Наслаждаясь безопасностью, идут к далайну знать и священники, несут дары живому и жестокому божеству, просят себе удачи и новых богатств, а простой люд спешит на трудный, но прибыльный промысел. Вздувшийся далайн затопляет шавар, из которого выбирается вся нечисть, скопившаяся там. Тукка и крепкоспинный гвааранз бродят по оройхону среди дня, и надо только суметь их взять.
На сухих оройхонах тоже происходят изменения. Источники воды, слабевшие в течение всего года, наполняются новой силой, постепенно замиравшая жизнь бурно пускается в рост. Первый урожай после мягмара всегда самый обильный, по нему легко судить обо всем грядущем годе. И живущие в сытости и безопасности земледельцы тоже идут в это время к далайну, просить у чужого бога хорошей воды. Бросают в бурлящую глубину пучки хлебной травы и слепленные из земли человеческие фигуры. Приносят и более серьезные подношения. Поют жалобно и протяжно, а потом, после очистительных молитв предаются разгулу, каждый в меру своих достатков.
По числу отпразднованных мягмаров считают года, если земледельцы отмечают месяцы по собранным урожаям, то на мокрых оройхонах нет иного отсчета времени. Щедрый мягмар — обещание будущей жизни и будущих бед. Бесшабашная неделя пройдет быстрее, чем хотелось бы, и едва в далайне осядут пышные холмы грязной пены, как многорукий убийца вынырнет из глубины, чтобы доказать, сколь напрасны были жертвы и молитвы, обращенные к бессердечному Ёроол-Гую.

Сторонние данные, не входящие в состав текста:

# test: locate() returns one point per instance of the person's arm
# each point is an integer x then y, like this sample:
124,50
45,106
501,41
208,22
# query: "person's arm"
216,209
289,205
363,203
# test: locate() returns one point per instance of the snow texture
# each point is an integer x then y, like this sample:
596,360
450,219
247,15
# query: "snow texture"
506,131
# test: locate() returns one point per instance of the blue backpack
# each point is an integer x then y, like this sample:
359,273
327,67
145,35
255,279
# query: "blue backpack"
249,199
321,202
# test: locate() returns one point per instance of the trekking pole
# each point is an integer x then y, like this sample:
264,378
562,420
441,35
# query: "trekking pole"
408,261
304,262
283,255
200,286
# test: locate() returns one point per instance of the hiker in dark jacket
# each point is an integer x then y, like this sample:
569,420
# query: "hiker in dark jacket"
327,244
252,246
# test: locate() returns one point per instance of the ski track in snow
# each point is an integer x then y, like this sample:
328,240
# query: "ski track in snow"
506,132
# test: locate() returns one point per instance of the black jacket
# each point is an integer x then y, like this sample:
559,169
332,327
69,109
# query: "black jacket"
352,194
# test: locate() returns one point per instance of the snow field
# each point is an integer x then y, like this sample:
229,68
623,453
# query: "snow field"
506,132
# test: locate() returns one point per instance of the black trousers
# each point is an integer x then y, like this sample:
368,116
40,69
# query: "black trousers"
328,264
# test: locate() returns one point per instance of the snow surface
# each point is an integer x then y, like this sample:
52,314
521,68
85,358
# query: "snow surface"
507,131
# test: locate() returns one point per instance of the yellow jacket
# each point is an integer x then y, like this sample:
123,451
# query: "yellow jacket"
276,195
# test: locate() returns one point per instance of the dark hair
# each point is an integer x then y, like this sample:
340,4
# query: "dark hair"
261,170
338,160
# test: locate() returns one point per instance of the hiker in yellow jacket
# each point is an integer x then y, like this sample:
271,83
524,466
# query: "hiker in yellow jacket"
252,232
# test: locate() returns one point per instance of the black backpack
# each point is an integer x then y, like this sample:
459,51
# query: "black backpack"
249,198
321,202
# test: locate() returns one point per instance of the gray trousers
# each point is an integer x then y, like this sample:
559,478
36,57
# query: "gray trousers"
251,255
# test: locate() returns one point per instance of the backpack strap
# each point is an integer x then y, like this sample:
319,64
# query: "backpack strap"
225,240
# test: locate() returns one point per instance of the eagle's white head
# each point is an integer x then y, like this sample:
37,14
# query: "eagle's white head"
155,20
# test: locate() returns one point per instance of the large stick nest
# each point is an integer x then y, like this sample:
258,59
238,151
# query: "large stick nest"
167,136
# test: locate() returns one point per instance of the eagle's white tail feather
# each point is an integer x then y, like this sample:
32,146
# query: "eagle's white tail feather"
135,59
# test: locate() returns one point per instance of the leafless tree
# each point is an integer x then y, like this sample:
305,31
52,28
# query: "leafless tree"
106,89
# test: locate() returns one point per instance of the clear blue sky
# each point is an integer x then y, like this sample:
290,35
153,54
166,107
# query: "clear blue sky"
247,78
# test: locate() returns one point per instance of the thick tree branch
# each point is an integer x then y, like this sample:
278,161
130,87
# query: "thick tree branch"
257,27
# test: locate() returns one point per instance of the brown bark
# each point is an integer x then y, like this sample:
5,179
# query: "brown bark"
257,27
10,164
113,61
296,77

А пока неделя только началась, и все гуляют, радуясь, что хотя бы одна, причем самая большая беда сегодня не грозит. И только двое преступников — Шооран и его мама не могут позволить себе отдыха. Приказ одонта строг: в течение трех дней — восемь ямхов харваха. Когда мама привела домой избитого Шоорана, мешки с мокрым зельем уже дожидались ее. Мама развязала один из мешков и тихо ахнула: набранный на далеких от границы островах, долго и небрежно хранившийся харвах слежался и уже начинал преть. Сушить его надо было немедленно, и мама, не сказав больше ни слова, взвалила пару мешков на спину и отправилась к большому авару, особенно далеко вторгавшемуся на сухую полосу, «своему авару», как называла она его.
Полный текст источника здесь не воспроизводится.